Wednesday, October 1, 2014

A small tribute to fall

Can you feel it? Fall is here! Yesterday I pulled out my long jeans and cardigan because it was too chilly for shorts and t-shirts. You see, I have this love/hate relationship with this season. I love the cooler weather, the changing leaves, the smell of my pumpkin pie spice scentsy, fall decorations, and of course the holidays. I hate this season because it also signals that winter is on the way, and I HATE winter. You would think that after living in Cedar for close to 24 years I would be used to the cold weather and the snow....Nope. I hate driving in it, I hate going out in it, and I hate having to scrape my car. The only time I enjoy the snow is around Christmas time, after that, I am done and ready for spring. 

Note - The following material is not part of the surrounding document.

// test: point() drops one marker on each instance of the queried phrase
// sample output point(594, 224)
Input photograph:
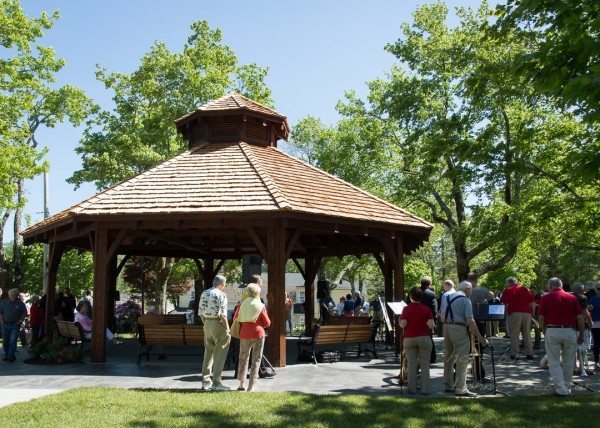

So two weekends ago we had the chance to go to Lake Powell one last time for the summer. To get to Lake Powell we have to drive over Cedar Mountain. As we were driving I couldn't believe that the leaves on the trees were already starting to change on the top. It definitely felt like fall on our drive over. Once we got to the lake it felt like the middle summer again as the temperatures were in the high 80s and the sun was out and shining. 

Once we arrived back in Cedar, once again I was anxious for fall after the drive over the mountain. I had promised Jake that I wouldn't put any fall decorations out until October....but, I couldn't wait any longer, I put my fall wreath on the door, pulled out a few other small decorations, and threw a pumpkin pie spice wax cube in my warmer, and voila my house felt cozy. I also had the urge to bake with pumpkin, so I made a couple batches of pumpkin cookies and a couple of batches of pumpkin bars, and our house was in full fall mode.

At this moment, I love fall. I love it all. Give me a month or so and I will be sad to see it over and winter on its way. But for now, fall is good, fall is very good.